La mobilisation Dailly peut être accordée à titre de garantie ou à titre d’escompte.
. Utilisation à titre d’escompte
Dans cette solution, le crédit est égal à la cession.
. Utilisation à titre de garantie. Dans ce cas, le crédit n’est pas nécessairement égal au montant cédé ; il peut être inférieur, voire (plus rarement) supérieur.

5. Dans le contrat d’affacturage, le factor se charge de l’encaissement des créances cédées.

L’affacturage est un contrat par lequel un établissement de crédit spécialisé, appelé factor, achète ferme les créances détenues par un fournisseur, appelé vendeur, sur ses clients et ce moyennant rémunération.
L’affacturage présente trois avantages principaux :
– c’est un procédé de recouvrement efficace puisque le factor décharge le vendeur du souci de la gestion du poste clients et de l’encaissement des sommes dues,
– c’est une technique de mobilisation du poste client et ce quel que soit le mode de règlement convenu avec l’acheteur,
– c’est une garantie de bonne fin puisque le factor s’engage à payer au vendeur les factures qu’il a émises.
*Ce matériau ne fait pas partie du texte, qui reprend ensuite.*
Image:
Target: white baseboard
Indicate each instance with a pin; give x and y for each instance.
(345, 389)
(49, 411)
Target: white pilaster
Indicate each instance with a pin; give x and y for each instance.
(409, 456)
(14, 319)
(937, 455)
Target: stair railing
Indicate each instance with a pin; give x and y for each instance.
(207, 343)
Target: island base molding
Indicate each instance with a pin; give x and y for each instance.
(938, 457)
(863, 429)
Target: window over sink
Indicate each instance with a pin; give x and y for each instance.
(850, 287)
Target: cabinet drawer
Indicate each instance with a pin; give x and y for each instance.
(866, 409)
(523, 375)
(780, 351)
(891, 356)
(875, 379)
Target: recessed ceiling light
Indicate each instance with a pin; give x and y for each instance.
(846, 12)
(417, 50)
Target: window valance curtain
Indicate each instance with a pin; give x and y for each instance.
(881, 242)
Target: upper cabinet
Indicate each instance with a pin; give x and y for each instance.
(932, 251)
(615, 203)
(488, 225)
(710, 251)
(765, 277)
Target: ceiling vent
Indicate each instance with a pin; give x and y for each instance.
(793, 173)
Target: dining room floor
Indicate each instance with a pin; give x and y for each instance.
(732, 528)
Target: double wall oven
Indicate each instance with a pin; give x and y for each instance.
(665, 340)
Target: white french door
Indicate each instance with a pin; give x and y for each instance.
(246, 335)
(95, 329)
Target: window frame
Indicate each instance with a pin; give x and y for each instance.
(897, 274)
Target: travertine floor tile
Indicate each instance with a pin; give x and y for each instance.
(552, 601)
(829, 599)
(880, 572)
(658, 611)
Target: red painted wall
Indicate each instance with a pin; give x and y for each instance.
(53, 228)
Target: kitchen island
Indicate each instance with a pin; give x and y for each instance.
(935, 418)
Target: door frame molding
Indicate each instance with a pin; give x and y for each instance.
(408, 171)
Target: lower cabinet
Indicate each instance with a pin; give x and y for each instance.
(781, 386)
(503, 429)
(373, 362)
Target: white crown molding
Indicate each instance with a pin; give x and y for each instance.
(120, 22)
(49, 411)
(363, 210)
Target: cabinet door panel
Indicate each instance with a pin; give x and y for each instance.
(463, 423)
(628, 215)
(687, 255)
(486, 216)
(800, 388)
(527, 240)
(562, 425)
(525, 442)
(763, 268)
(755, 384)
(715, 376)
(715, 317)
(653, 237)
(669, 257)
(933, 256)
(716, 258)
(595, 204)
Le risque d’insolvabilité de l’acheteur et le risque de non-paiement à l’échéance sont pris en charge par le factor sauf faute du fournisseur.

6. Le factor est notamment rémunéré par une commission de recouvrement.
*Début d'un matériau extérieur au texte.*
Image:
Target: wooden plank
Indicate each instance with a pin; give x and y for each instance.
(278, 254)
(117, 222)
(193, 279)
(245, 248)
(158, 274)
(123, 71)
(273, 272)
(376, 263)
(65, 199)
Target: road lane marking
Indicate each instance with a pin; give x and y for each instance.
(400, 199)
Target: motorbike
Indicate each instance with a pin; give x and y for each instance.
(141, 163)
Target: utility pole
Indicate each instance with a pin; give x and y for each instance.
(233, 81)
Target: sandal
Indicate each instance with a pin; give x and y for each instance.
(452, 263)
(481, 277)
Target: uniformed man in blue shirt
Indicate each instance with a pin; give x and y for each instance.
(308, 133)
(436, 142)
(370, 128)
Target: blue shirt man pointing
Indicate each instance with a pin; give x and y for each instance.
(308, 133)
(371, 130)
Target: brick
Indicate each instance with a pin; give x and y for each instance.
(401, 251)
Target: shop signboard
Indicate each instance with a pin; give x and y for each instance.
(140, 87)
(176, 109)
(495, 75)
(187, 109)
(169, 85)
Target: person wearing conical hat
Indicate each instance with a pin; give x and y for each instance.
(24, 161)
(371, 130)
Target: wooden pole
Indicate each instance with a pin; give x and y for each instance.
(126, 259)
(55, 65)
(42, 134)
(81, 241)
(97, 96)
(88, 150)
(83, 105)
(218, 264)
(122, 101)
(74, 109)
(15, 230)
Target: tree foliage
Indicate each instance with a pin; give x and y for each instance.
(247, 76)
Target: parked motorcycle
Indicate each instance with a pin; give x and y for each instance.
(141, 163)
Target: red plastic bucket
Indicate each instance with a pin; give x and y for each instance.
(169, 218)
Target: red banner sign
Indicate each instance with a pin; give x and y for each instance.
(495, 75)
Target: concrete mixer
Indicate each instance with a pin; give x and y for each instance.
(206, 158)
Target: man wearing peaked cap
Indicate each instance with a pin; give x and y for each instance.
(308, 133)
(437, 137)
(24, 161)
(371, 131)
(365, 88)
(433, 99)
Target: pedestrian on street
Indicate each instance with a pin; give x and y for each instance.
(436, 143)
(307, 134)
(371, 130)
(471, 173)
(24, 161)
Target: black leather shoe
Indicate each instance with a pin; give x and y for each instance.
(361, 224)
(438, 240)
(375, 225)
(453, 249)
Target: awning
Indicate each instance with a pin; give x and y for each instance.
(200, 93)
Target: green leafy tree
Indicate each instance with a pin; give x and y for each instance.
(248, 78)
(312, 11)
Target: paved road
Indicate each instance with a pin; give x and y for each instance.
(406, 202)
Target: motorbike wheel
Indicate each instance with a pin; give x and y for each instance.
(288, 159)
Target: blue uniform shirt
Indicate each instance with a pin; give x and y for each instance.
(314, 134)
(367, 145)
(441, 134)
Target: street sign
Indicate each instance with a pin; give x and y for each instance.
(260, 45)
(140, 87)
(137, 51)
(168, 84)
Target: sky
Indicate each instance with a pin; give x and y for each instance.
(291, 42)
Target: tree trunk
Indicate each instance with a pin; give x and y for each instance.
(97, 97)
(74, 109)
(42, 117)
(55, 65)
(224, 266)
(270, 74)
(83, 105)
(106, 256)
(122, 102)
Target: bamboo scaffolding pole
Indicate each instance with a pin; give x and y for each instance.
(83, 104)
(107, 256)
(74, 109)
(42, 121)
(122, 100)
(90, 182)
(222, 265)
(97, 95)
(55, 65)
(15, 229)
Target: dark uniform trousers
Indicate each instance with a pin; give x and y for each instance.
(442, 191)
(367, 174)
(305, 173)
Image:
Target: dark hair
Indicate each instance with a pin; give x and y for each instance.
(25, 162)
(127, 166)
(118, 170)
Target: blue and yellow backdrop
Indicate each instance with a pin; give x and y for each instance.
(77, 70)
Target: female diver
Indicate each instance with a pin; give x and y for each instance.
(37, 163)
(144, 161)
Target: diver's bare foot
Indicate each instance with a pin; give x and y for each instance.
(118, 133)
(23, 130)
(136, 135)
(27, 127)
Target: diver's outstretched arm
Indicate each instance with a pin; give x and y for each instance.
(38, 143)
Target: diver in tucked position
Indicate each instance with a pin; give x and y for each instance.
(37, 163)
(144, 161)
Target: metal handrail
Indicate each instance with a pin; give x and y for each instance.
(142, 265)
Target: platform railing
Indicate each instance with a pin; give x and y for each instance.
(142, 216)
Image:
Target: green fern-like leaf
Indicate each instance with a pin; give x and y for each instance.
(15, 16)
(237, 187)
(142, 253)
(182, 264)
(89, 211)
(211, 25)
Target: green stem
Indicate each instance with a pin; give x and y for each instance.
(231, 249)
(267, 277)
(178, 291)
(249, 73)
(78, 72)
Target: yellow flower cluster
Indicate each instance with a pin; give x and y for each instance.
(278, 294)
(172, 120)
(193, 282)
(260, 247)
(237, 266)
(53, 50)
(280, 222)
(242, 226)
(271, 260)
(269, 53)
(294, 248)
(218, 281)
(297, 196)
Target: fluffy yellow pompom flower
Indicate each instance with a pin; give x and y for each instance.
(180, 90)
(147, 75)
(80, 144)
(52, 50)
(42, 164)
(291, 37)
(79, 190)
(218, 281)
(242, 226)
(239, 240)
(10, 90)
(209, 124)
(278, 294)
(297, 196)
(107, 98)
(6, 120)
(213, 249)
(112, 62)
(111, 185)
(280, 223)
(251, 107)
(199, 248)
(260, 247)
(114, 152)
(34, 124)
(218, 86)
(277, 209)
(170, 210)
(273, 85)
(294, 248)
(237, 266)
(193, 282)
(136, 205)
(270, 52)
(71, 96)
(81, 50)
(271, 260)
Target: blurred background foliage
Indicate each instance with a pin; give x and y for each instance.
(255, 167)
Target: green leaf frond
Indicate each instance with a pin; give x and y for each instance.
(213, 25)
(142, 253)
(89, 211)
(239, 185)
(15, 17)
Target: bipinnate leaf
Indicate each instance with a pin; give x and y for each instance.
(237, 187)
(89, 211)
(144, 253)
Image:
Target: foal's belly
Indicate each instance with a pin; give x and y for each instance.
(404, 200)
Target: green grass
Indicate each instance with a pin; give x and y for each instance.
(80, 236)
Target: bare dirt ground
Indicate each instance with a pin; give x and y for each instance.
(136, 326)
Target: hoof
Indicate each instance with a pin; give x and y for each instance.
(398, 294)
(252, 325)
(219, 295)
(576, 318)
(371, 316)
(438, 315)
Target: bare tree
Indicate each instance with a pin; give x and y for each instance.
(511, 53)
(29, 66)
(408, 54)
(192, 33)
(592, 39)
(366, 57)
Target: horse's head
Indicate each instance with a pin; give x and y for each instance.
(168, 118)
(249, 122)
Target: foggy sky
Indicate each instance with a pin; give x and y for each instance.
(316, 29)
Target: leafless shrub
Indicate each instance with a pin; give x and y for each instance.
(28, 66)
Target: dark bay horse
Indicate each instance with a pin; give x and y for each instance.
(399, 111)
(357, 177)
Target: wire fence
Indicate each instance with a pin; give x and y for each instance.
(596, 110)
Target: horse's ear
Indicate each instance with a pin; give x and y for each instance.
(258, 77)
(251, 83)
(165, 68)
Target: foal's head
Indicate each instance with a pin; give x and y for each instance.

La rémunération du factor comprend deux éléments : la commission d’affacturage et les intérêts débiteurs.

7. En cas de crédit par signature, le banquier peut parfois être amené à décaisser.

Le banquier peut apporter son concours à une entreprise sous forme d’engagements que l’on appelle des crédits par signature.
Au moment de la mise en place, la banque prête alors simplement sa signature sans supporter de charge de trésorerie. Dans cette forme de crédit, le banquier s’engage par lettre, auprès de tiers, à satisfaire aux obligations contractées envers eux par certains de ses clients, au cas où ces derniers n’y satisferaient pas eux-mêmes.
Toutefois au cas où l’engagement de la banque serait mis en jeu, cette dernière peut être appelée à décaisser des sommes qui peuvent être très importantes.
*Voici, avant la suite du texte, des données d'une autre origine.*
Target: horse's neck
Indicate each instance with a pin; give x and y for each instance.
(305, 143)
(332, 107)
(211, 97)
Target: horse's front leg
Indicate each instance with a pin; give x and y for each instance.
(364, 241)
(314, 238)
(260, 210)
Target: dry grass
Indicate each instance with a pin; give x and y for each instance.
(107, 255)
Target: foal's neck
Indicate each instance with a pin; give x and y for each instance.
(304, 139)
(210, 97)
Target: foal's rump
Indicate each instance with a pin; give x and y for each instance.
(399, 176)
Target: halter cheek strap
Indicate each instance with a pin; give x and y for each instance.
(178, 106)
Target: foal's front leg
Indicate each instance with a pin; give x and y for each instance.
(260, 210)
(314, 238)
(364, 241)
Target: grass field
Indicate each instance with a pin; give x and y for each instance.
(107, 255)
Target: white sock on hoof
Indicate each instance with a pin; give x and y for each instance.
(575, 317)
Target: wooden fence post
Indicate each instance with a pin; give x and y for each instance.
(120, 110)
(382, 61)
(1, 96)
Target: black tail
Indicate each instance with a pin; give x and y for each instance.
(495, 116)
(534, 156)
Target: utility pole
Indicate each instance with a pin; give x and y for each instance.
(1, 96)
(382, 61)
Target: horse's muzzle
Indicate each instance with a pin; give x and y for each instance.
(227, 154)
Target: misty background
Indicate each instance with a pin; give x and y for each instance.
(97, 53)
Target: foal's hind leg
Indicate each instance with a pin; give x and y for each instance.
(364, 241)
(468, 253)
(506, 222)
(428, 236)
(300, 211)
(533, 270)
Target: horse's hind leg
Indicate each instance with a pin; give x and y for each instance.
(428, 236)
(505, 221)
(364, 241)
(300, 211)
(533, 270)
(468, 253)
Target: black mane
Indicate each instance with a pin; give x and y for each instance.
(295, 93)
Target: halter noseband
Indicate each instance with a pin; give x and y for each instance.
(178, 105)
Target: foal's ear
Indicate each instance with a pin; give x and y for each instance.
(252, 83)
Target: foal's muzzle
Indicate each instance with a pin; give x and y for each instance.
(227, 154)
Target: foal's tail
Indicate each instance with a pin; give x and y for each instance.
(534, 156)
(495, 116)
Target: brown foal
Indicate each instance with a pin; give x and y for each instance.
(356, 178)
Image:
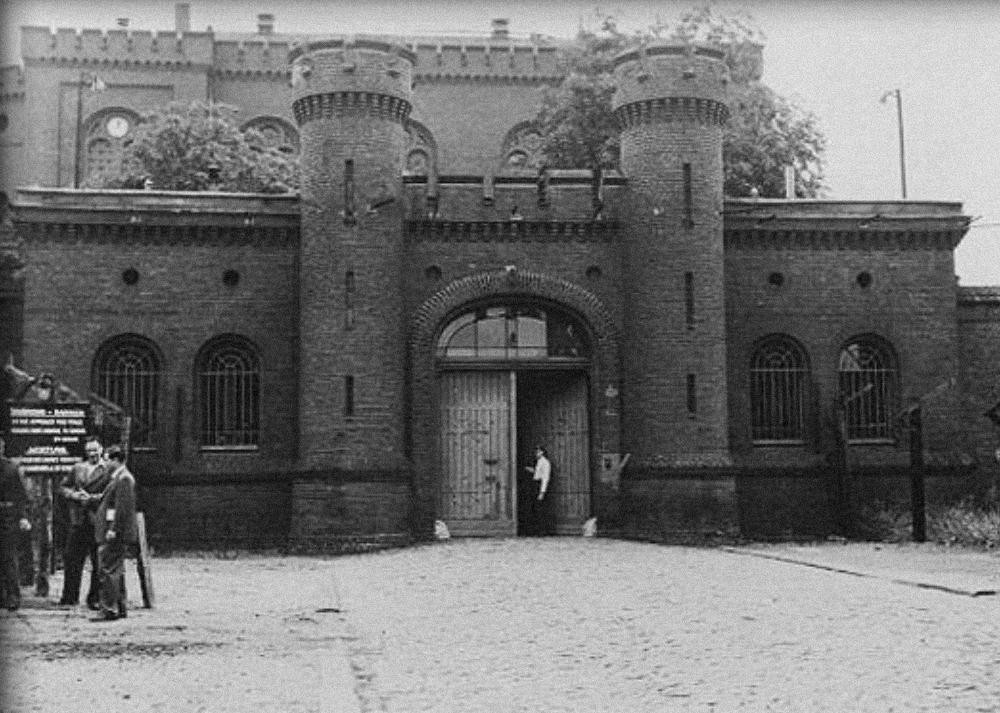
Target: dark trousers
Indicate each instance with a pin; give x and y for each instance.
(10, 583)
(111, 561)
(79, 546)
(541, 511)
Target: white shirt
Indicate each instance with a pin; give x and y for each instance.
(542, 472)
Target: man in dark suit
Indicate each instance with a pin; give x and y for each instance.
(115, 530)
(82, 489)
(13, 521)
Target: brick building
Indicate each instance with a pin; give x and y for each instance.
(344, 367)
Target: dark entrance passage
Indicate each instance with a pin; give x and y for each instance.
(511, 377)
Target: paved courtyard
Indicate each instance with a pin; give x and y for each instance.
(559, 624)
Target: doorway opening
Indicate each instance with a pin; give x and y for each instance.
(512, 377)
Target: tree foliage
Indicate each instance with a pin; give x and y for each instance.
(200, 147)
(765, 133)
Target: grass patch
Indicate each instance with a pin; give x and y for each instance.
(971, 522)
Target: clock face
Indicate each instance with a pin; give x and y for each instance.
(117, 126)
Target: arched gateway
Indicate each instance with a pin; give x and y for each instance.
(509, 368)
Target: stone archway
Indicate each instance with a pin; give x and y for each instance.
(514, 287)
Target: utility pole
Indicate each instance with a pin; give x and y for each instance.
(898, 95)
(917, 496)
8. Les crédits par signature permettent de différer les décaissements.

Ces crédits permettent de différer certains décaissements, de les éviter ou encore d’accélérer certaines rentrées de fonds. Ils sont le plus souvent accordés sous forme de cautions. Le banquier peut aussi s’engager en acceptant des effets de commerce ou en les avalisant : on parle dans ce cas de crédits par acceptation ou par aval.

9. Les crédits par signature peuvent être risqués pour le banquier.

Le risque est difficile à évaluer et peut être très élevé.
Le suivi des engagements est lourd à gérer.
Il y a souvent décalage des engagements dans le temps.

10. Une entreprise peut financer les besoins de trésorerie d’une autre entreprise.

Les billets de trésorerie ont été créés dans le but d’accroître le nombre et la qualité des instruments mis à la disposition des emprunteurs et des prêteurs.
Peuvent émettre des billets de trésorerie toutes les entreprises sous réserve de remplir certaines conditions d’ancienneté et de publicité financière.
Le montant minimum de la coupure est de 150.000 euros. Les billets peuvent être émis en euros ou en devises.
Leur durée est de 1 jour à 1 an.
Le taux d’intérêt est librement fixé à l’émission et est en principe légèrement inférieur à celui du marché monétaire.